下血は食道・胃・十二指腸などの上部消化管だけでなく、小腸や大腸などの下部消化管も含めた全領域の消化管のいずれかからでも出血した場合に認められ、血液が肛門から排出されることをいいます。胃からの出血の場合は胃酸によって血液がコールタール様の真黒色に変化するため、下血をタール便ともいいます。

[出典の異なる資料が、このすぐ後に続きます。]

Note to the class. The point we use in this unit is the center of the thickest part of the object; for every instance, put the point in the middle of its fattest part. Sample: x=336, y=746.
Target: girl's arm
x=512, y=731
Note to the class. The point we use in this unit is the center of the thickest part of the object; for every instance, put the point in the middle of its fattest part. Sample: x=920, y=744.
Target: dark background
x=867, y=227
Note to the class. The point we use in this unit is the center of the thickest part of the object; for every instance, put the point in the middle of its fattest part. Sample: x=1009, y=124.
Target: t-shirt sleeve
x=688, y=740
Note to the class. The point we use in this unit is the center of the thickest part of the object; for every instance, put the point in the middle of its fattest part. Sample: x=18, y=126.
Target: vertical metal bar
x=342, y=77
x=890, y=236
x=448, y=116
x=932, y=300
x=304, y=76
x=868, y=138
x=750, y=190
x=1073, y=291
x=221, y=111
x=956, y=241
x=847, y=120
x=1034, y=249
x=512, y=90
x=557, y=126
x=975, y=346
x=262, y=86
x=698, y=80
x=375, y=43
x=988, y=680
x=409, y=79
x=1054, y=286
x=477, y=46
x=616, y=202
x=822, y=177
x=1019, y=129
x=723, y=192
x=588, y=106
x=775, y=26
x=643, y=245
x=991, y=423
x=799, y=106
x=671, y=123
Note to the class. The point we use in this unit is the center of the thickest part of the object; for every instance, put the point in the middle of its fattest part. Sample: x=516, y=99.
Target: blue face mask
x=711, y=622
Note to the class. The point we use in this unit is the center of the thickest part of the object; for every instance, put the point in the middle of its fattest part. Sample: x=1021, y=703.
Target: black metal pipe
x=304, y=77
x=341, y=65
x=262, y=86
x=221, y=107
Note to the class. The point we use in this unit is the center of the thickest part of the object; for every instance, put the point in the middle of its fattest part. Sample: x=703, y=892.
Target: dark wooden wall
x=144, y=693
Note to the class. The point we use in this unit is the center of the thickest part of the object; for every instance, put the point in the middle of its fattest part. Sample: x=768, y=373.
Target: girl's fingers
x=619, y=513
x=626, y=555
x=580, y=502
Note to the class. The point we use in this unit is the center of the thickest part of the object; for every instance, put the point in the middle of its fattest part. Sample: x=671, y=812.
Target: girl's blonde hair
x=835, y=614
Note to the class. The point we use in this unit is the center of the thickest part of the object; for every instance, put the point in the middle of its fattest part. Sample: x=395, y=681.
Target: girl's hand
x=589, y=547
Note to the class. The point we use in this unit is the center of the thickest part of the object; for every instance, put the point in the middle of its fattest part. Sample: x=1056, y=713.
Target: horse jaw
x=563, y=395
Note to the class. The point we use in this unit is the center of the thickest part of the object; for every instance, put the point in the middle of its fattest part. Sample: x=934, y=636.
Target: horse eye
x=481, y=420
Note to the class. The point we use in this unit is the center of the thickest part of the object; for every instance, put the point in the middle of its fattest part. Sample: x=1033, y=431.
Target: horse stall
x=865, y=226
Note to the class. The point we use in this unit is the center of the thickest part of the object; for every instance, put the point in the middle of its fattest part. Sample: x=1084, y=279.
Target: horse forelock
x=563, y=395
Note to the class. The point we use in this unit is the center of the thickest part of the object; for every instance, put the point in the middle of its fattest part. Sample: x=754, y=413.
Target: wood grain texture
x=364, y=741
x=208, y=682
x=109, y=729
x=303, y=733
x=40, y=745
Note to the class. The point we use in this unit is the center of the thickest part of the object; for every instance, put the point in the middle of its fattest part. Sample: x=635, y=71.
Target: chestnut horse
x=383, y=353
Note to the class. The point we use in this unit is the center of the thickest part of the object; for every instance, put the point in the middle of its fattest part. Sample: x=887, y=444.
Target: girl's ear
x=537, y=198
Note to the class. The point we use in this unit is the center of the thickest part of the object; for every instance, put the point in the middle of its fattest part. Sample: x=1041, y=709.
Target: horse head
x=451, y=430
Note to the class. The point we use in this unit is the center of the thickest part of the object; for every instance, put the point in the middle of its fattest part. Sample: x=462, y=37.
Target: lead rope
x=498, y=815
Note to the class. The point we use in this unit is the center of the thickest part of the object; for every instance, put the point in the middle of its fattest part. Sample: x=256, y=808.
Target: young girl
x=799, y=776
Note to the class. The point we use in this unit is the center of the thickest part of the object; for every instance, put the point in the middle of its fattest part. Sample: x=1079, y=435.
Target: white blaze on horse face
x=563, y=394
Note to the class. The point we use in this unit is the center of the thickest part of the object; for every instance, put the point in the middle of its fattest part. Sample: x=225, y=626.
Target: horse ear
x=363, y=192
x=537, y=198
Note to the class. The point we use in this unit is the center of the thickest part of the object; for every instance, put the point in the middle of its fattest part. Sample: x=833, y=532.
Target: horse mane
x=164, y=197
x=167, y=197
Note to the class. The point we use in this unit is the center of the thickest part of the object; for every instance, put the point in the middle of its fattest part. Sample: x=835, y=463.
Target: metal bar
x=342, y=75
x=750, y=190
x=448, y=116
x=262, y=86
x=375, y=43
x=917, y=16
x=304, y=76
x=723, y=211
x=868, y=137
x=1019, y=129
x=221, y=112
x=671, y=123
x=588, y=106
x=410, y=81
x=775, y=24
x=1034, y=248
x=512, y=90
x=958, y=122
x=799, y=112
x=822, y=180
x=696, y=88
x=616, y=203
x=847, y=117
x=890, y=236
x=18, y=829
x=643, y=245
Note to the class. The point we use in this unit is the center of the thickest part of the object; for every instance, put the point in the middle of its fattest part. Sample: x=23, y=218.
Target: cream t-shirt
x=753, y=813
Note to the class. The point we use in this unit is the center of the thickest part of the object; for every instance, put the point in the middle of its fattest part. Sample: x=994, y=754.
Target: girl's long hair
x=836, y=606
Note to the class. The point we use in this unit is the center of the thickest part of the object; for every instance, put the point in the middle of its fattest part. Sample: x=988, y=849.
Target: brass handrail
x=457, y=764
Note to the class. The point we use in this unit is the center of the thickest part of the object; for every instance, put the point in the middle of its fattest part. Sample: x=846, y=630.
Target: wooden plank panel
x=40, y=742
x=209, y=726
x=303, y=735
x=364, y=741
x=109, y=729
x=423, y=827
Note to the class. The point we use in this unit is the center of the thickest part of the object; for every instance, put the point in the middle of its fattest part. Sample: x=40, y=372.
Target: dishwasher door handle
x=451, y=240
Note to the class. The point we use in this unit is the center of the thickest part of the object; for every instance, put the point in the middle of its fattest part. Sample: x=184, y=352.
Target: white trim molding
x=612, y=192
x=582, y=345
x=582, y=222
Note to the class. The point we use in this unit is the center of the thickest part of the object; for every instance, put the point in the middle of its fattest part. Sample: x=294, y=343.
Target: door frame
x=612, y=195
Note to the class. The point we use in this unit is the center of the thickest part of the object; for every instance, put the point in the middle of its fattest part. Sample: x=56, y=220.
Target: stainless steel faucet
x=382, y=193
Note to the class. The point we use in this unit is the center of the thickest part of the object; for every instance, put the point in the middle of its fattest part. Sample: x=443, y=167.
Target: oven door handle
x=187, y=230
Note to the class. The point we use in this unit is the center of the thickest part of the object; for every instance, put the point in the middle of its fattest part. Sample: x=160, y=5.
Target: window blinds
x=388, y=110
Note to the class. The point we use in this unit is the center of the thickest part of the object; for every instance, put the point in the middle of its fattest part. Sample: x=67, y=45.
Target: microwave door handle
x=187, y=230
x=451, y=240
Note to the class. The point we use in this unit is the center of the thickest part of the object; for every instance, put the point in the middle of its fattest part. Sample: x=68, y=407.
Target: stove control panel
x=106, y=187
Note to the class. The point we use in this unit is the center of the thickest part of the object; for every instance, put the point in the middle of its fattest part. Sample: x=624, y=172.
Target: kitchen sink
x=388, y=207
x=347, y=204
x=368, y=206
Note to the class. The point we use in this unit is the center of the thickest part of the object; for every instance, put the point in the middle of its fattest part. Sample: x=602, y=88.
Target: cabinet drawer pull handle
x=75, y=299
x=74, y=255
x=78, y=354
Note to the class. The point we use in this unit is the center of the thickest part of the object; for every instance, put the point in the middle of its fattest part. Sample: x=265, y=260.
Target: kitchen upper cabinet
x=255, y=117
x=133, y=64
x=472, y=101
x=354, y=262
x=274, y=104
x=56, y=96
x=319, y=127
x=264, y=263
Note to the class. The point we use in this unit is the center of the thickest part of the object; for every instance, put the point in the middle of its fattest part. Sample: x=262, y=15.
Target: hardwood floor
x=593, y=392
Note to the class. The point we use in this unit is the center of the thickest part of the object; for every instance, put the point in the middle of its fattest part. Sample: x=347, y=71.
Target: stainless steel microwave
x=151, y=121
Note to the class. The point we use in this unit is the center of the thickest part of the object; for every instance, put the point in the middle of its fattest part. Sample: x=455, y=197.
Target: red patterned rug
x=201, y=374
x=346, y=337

しかし、出血量や出血する場所によって血液の性状が変化し、肛門に近い直腸やS状結腸からの出血では、新鮮血になったり、便の周囲に鮮血が付着したりすることがあります。痔からの出血は鮮血です。これらは血便と言い、血便は鮮血便と炎症による粘液を混じた粘血便に分けられます。

 

 下血の原因となる病気は主に胃潰瘍などの上部消化管疾患、大腸ポリープ、大腸がん、大腸憩室、虚血性腸炎、薬剤性腸炎、感染性腸炎、潰瘍性大腸炎、クローン病、痔核などです。これらの病気は吐血や下血が主な症状で、貧血によるふらつきや息切れなども起こりますが、大量出血時にはショックを起こしたり、重篤になったりすることもあります。症状は出血源、出血速度や併存疾患の有無により変わります。少量ずつ時間をかけて出血しているときは慢性の貧血が続きますが自覚症状が少ないことが多いようです。

 

 大量下血で一般状態が悪い場合は、点滴や輸血で体力回復を図り、出血の原因を調べ、それぞれの疾患にあった治療を行います。

 

 なるべく早くに消化器内科を受診し、大腸鏡検査などを受けて下さい。